Une enfance dans la pauvreté
Amalia da Piedade Rebordão Rodrigues naît en juillet 1920 à Pena (petite ville près de Lisbonne), cinquième enfant d’une famille pauvre. Sa passion pour la musique lui vient de son père cordonnier qui jouait de la trompette pour la fanfare de Fundao. Au début, Amalia ne chantait que pour son grand-père et c’est à l’âge de 9 ans qu’elle chante pour la première fois en public lors d’une fête de son école. A l’âge de 12 ans, elle a dû, comme la plupart des enfants portugais à l’époque, quitter l’école pour aider financièrement la famille en trouvant un travail qu’elle obtient dans une entreprise d’emballage de gâteaux. C’est durant cette période difficile de transition qu’elle essaye de se donner la mort en buvant une décoction de tête d’allumettes.

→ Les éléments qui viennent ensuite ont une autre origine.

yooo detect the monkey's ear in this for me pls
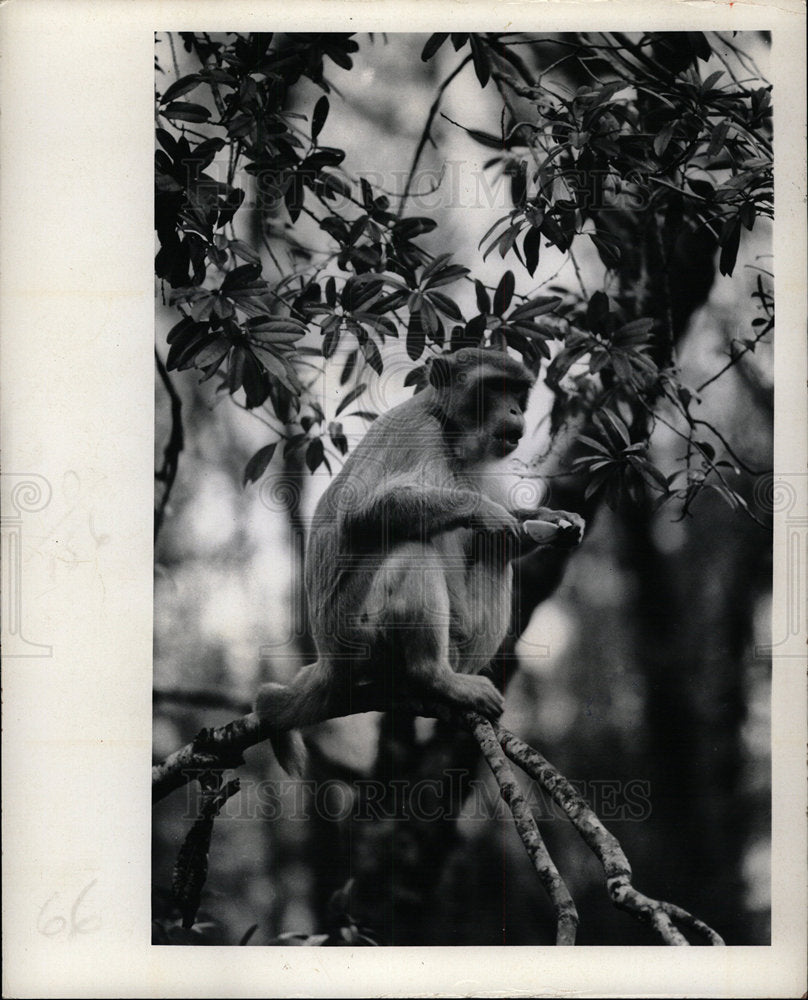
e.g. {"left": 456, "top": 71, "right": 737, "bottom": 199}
{"left": 428, "top": 355, "right": 453, "bottom": 389}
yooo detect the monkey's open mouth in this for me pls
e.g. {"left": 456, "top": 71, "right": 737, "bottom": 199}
{"left": 501, "top": 434, "right": 521, "bottom": 455}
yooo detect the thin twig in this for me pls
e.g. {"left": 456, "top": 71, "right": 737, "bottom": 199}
{"left": 696, "top": 322, "right": 772, "bottom": 392}
{"left": 397, "top": 55, "right": 473, "bottom": 219}
{"left": 154, "top": 349, "right": 184, "bottom": 541}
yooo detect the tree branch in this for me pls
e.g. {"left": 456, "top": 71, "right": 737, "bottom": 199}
{"left": 153, "top": 691, "right": 725, "bottom": 945}
{"left": 465, "top": 712, "right": 578, "bottom": 944}
{"left": 496, "top": 729, "right": 725, "bottom": 945}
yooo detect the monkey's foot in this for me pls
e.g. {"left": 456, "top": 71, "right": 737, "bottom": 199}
{"left": 443, "top": 673, "right": 505, "bottom": 718}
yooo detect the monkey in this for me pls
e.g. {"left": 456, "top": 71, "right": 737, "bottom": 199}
{"left": 255, "top": 348, "right": 585, "bottom": 775}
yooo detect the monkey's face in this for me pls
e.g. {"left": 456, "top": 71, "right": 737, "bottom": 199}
{"left": 428, "top": 350, "right": 533, "bottom": 465}
{"left": 469, "top": 379, "right": 527, "bottom": 458}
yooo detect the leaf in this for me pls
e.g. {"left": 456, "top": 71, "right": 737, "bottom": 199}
{"left": 328, "top": 421, "right": 349, "bottom": 456}
{"left": 510, "top": 296, "right": 561, "bottom": 321}
{"left": 687, "top": 177, "right": 714, "bottom": 200}
{"left": 422, "top": 264, "right": 470, "bottom": 289}
{"left": 707, "top": 119, "right": 730, "bottom": 159}
{"left": 311, "top": 95, "right": 329, "bottom": 140}
{"left": 335, "top": 382, "right": 368, "bottom": 417}
{"left": 242, "top": 350, "right": 270, "bottom": 407}
{"left": 166, "top": 326, "right": 213, "bottom": 371}
{"left": 739, "top": 202, "right": 756, "bottom": 231}
{"left": 302, "top": 147, "right": 345, "bottom": 170}
{"left": 469, "top": 34, "right": 490, "bottom": 88}
{"left": 577, "top": 434, "right": 613, "bottom": 457}
{"left": 160, "top": 74, "right": 203, "bottom": 104}
{"left": 584, "top": 467, "right": 613, "bottom": 501}
{"left": 687, "top": 31, "right": 712, "bottom": 62}
{"left": 523, "top": 227, "right": 541, "bottom": 277}
{"left": 718, "top": 217, "right": 741, "bottom": 277}
{"left": 637, "top": 458, "right": 669, "bottom": 492}
{"left": 461, "top": 125, "right": 503, "bottom": 150}
{"left": 166, "top": 315, "right": 198, "bottom": 345}
{"left": 322, "top": 323, "right": 341, "bottom": 359}
{"left": 464, "top": 313, "right": 488, "bottom": 343}
{"left": 227, "top": 344, "right": 247, "bottom": 394}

A 15 ans, lorsqu’elle est en train de vendre des fruits et légumes avec une de ses sœurs à Lisbonne, elle se fait remarquer par un chasseur de talents et participe au défilé populaire d’Alcântara. L’entraineur du défilé est tellement marqué par la voix de la jeune Amalia qu’il lui propose de l’inscrire à un concours de nouveaux talents le Concurso de Primavera (Concours de Printemps) dans lequel on attribue le titre de Rainha do Fado dos barrios (Reine du fado des quartiers).
Ce concours sera un tournant pour Amalia car elle se fera remarquer par un spectateur qui la recommandera à Jorge Soriano, à l’époque directeur de la Casa do Fado (Maison du Fado). Mais c’est également durant ce concours qu’elle rencontrera son premier mari, Francisco Da Cruz, guitariste avec qui elle se mariera en 1940. Ce moment d’idylle est cassé par le refus de sa famille de lui faire intégrer la prestigieuse maison du fado auquel se cumulera l’échec de son mariage qui aura duré moins de deux ans. Elle essayera de se donner la mort encore deux fois.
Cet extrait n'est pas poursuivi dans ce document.